Misdaad (4)
Ik ben nog steeds vol idealen en ga ervan uit dat mensen met een strafblad zichzelf kunnen verbeteren, en soms zie je ze zelfs terug op tv. Ik zag een jongeman die jaren geleden was weggelopen uit een kinderhuis, ineens op televisie en het bleek dat hij zijn leven had verbeterd. In ons laatste jaar in Tiel werd de huur van de noodopvang opgezegd, want wij hadden een soort antikraak-overeenkomst. Ik had de bewoners er al uit gekregen, want sommigen hadden vanuit het verleden een klein huurcontract. De mensen die even kwamen slapen, kregen van mij geen contract meer, want dit gaf hun rechten. Sommigen wilden gewoon blijven, maar ik wist ze er langzaam maar zeker uit te krijgen.

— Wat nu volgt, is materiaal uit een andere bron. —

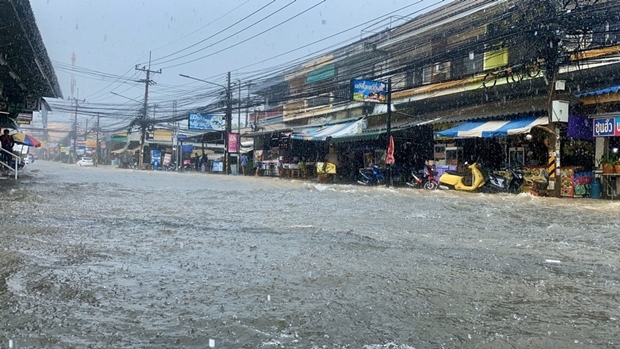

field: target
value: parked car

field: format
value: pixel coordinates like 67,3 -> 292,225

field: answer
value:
76,156 -> 93,166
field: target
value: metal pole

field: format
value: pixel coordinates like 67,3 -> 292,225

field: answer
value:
224,72 -> 232,174
237,80 -> 241,174
385,78 -> 392,188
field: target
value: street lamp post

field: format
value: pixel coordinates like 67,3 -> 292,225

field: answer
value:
179,72 -> 232,174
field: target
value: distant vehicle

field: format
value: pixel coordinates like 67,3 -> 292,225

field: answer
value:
76,156 -> 93,166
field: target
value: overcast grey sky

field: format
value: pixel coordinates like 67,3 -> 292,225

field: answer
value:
31,0 -> 449,123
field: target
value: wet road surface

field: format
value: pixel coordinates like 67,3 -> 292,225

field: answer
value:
0,161 -> 620,349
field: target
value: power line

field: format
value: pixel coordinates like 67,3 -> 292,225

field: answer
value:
148,0 -> 276,64
160,0 -> 326,69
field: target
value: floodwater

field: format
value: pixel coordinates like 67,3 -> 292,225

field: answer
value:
0,161 -> 620,349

Eén jongen ging weer terug naar zijn meisje, één man ging eruit, nadat hij in een dronken bui ruiten in de buurt ingooide, een ander ging weer terug naar zijn vrouw, maar wilde nog wel blijven zitten, want dan had hij nog een uitkering. Helaas ging dat niet door. Een groot probleem was een Chinese kok en zijn vrouw die in verwachting was. Het is toch vreemd dat Chinezen niet geholpen worden door hun eigen mensen. Ik ging naar hun landgenoten, maar zij wilden hem niet, want hij zat in verdachte handeltjes. Ik kwam erachter dat hij niet bij de gemeente ingeschreven stond en dat zijn vrouw niet naar een verloskundige ging. Het kind werd geboren en ik heb hun toen gezegd te vertrekken. Zij wilden niet gaan, maar ik zei dat ik de volgende keer terug zou komen met de politie. Zij wapperden toen met hun huurcontract. Ik gaf aan dat ze niet stonden ingeschreven bij de gemeente, dus voor de wet niet bestonden. De volgende dag lag de sleutel in de brievenbus en een briefje met ‘bedankt’. Ik wist van andere Chinezen dat ze geld genoeg hadden. Waar ze naartoe zijn gegaan, weet ik niet. Later kreeg ik te horen dat ze vermoedelijk in Best in Noord-Brabant waren. Dit keer wel ingeschreven.
Het was gelukkig afgelopen met de noodopvang, want het gaf alleen maar problemen en voor het oplossen had ik geen tijd. Het JAC (Jongeren Adviesbureau) stuurde mij twee jongens die weggelopen waren van huis. Om even de boel tot rust te brengen waren zij voor een week de laatste bewoners in onze noodopvang. Daarna zou ik alles opruimen en zou de gemeente het aftimmeren; dat was uitstekend geregeld. Voordat de jongens naar huis gingen, heb ik ze op het bureau bezocht. Omdat de huizen toch zouden worden afgebroken, waren zij alvast begonnen. Alle lood was weg en ook bij de andere woningen in de rij. Ze waren even vergeten dat daar ook nog antikraakmensen woonden die nu met een lek huis zaten. Dus toen was er grote bonje in de buurt. Hun verweer was een beetje mager, want ze zeiden dat het toch zou worden afgebroken. De gemeente moest toen versneld afbreken en een aantal bewoners snel wat anders aanbieden. Ik was blij dat ik ervan af was en een opvolger er niet mee liet zitten. Als korpsofficier kun je zo’n soort noodopvang nu niet en ook vroeger niet erbij doen, want het slokt al je tijd op.